Unsurprisingly, performance for each sex is lowest when trained on the opposing sex (Table 4, Figures 4-7). In data set 1, same-sex training was preferable to opposite-sex training; however, this did not improve results compared to the models built from sex-imbalanced and sex-balanced training data, likely relating to the smaller sample size (Table 4). In contrast, data set 2 had greater training data available and demonstrated that sex-specific training is beneficial to both sexes above the sex-imbalanced models (Table 4).

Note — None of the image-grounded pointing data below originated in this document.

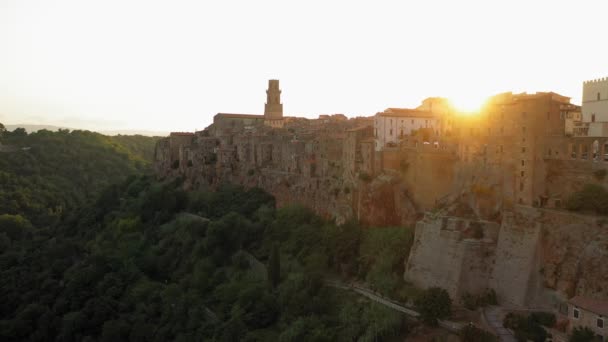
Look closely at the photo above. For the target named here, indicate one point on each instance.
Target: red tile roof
(404, 112)
(242, 116)
(597, 306)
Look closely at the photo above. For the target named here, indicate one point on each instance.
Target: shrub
(599, 174)
(471, 333)
(580, 334)
(591, 198)
(543, 318)
(526, 328)
(434, 304)
(472, 302)
(364, 176)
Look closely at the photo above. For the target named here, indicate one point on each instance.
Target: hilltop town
(489, 190)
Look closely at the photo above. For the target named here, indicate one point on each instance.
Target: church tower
(273, 109)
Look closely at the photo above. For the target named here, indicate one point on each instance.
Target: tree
(580, 334)
(471, 333)
(434, 304)
(274, 267)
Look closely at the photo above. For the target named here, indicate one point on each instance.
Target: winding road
(493, 315)
(449, 325)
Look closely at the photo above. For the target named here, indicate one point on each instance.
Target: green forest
(46, 174)
(93, 248)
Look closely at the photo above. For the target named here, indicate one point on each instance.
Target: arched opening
(596, 148)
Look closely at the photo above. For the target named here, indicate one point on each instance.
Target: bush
(471, 333)
(472, 302)
(591, 198)
(599, 174)
(544, 318)
(434, 304)
(580, 334)
(526, 328)
(364, 176)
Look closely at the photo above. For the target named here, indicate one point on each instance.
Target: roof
(597, 306)
(242, 116)
(360, 128)
(404, 112)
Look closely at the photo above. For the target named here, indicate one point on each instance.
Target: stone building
(273, 113)
(391, 125)
(591, 313)
(510, 138)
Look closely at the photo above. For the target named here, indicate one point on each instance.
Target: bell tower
(274, 108)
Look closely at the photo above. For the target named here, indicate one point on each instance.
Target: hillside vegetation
(48, 173)
(149, 262)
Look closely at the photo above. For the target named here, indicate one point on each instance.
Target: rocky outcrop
(538, 258)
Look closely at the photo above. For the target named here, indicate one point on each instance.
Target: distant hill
(31, 128)
(50, 172)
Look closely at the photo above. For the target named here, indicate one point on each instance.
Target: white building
(394, 123)
(595, 107)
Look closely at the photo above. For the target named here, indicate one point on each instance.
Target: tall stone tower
(273, 109)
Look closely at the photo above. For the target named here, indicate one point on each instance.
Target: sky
(172, 65)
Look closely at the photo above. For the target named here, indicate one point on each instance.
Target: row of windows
(599, 321)
(402, 121)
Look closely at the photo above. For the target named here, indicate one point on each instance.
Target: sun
(468, 105)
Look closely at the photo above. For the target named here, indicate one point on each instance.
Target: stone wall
(447, 253)
(536, 258)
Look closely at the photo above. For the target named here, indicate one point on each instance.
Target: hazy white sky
(172, 65)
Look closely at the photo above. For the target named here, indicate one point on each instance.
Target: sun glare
(468, 105)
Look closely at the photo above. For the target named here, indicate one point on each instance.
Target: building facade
(591, 313)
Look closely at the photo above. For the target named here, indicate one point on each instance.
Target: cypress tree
(274, 267)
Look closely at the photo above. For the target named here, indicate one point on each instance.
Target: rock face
(537, 257)
(328, 169)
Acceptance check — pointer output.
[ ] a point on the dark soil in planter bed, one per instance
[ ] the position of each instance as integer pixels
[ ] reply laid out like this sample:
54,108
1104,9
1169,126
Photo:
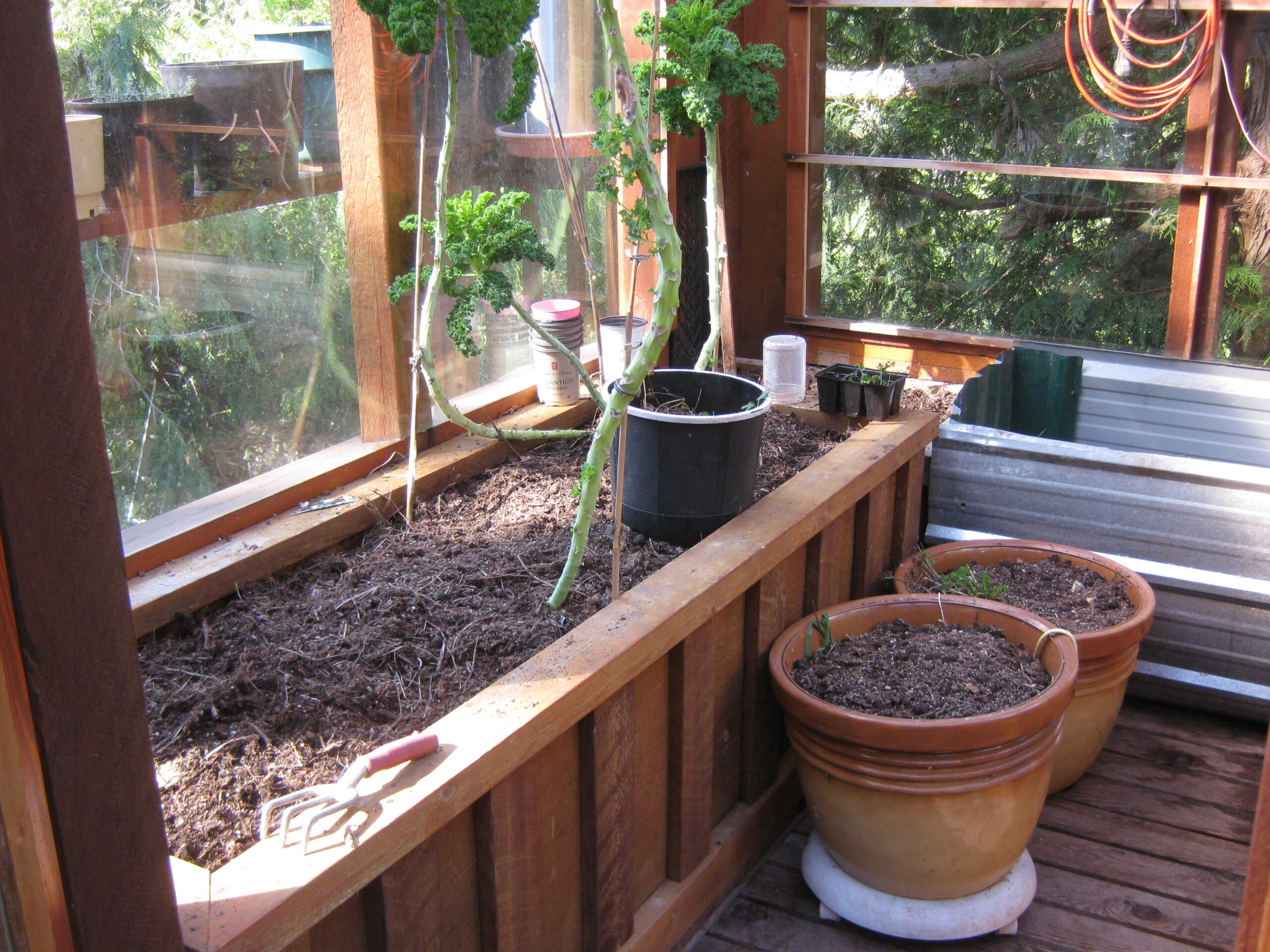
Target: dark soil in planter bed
928,673
303,672
1061,592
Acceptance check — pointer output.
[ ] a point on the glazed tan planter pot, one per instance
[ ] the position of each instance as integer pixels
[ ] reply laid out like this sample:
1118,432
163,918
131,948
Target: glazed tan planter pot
915,808
1108,655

Variations in Feature Sets

Models built on the biochemical features subset gave the worst performance in terms of accuracy and FNR (Figures 4-7). For data set 2, biochemical features included just cholesterol and fasting blood sugar, and so, the fall in performance may relate to information loss. Additionally, Table S5 in Multimedia Appendix 1 highlights the different biochemical profiles for male and female patients who were sick, with female patients who were sick demonstrating a far higher cholesterol level than their male counterparts (mean values: 279.2 female patients who were sick vs 247.5 male patients who were sick).

FAGTB Model

The disparity in false negative rate (DispFNR) was consistently higher than the disparity in false positive rate (Table 5). Compared to the Gradient Boosting Classifier, the FAGTB reduced the DispFNR for both data sets (data set 1: 0.20 vs 0.21; data set 2: 0.19 vs 0.28), however, the DispFNR that disadvantaged female patients persisted. The fall in DispFNR and disparity in false positive rate that occurred with FAGTB was associated with a fall in overall accuracy for both data sets.

Table 5

Results of bias mitigation with Fair Adversarial Gradient Tree Boosting (FAGTB).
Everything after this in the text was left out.